Ekonomik kaygı özellikle pandeminin ardından her geçen gün varlığını daha da göstermeye başladı. Ancak dünya üzerinde bir kesim var ki onlar bu ekonomik kaygıdan tamamen muaf bir hayat sürüyorlar.
Uluslararası insani yardımı kuruluşu Oxfam, hazırladığı raporda dünyanın en zengin %1’lik kesiminin geriye kalan %99’dan iki kat daha fazla zenginleştiğini ortaya çıkardı. Raporda ayrıca bu aşırı zenginleşmenin önüne geçilmesi gerektiğinden de bahsedildi.
Zenginler daha zengin olurken fakirler gittikçe fakirleşiyor
Oxfam’ın raporuna göre dünyanın en zenginleri listesinde %1’lik kesimde yer alan kişiler ve şirketler, 2020 yılından bu yana her gün servetlerine 2.7 milyar dolar katarken 1.7 milyar işçinin yaşadığı ülkelerde enflasyonun asgari ücret tutarını geçtiği açıklandı. Yapılan hesaplamaya göre bu %1’lik kesim pandemi süresince 26 trilyon dolarlık servet kazanırken geriye kalan %99’luk kesimse toplamda sadece 1.7 trilyon dolar kazanç elde edebildi. Tabii ki bu %1’lik kesimin içerisinde Elon Musk ve Jeff Bezos gibi kişiler de var ancak listenin çoğunluğu dünya devi ulusal şirketlerden oluşuyor.

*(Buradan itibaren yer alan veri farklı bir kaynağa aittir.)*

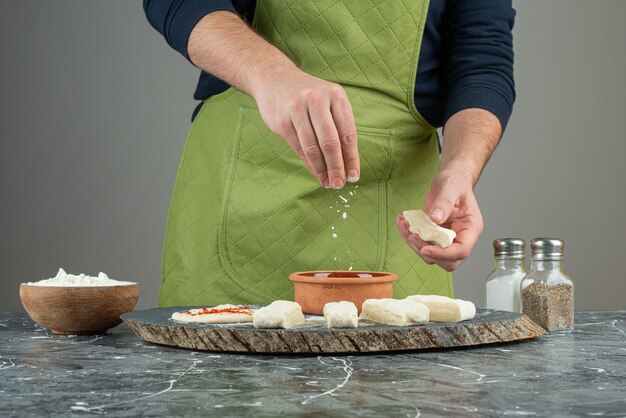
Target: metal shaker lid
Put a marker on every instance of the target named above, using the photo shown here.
(509, 248)
(547, 249)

Raporda ayrıca “Sıradan insanlar pandemi nedeniyle ortaya çıkan enflasyon nedeniyle yemek, barınma ve benzeri hayati ihtiyaçlarından fedakârlık yapmak zorunda kalırken ‘süper zenginler’ ise en çılgın hayallerini gerçekleştiriyor.” İfadelerine yer verildi.
“Süper zenginlere” kademeli vergi getirilmeli
2. Dünya Savaşı’ndan beri sıradan halk fakirleşirken şirketlerin güçlenerek süper zenginler ortaya çıkarttığını ve bunun yeni dünya düzeni olmaması gerektiğini savunan Oxfam, bu süper zenginlere ve şirketlere kademeli vergilendirme düzenlemesi getirilmesini savunuyor. Bu sayede şirketler ve kişiler net servetleri ve kazançları üzerinden kademeli ve adil bir şekilde vergilendirilebilecek. Vergi adaletsizliğine de örnek veren raporda dünyanın en zengin insanı Elon Musk’ın 2018 yılındaki net vergi oranının sadece %3 olduğunu ancak ayda 80 dolar kazanan Uganda’daki un satıcısı Aber Christine’in %40 vergi ödediğinden bahsediliyor.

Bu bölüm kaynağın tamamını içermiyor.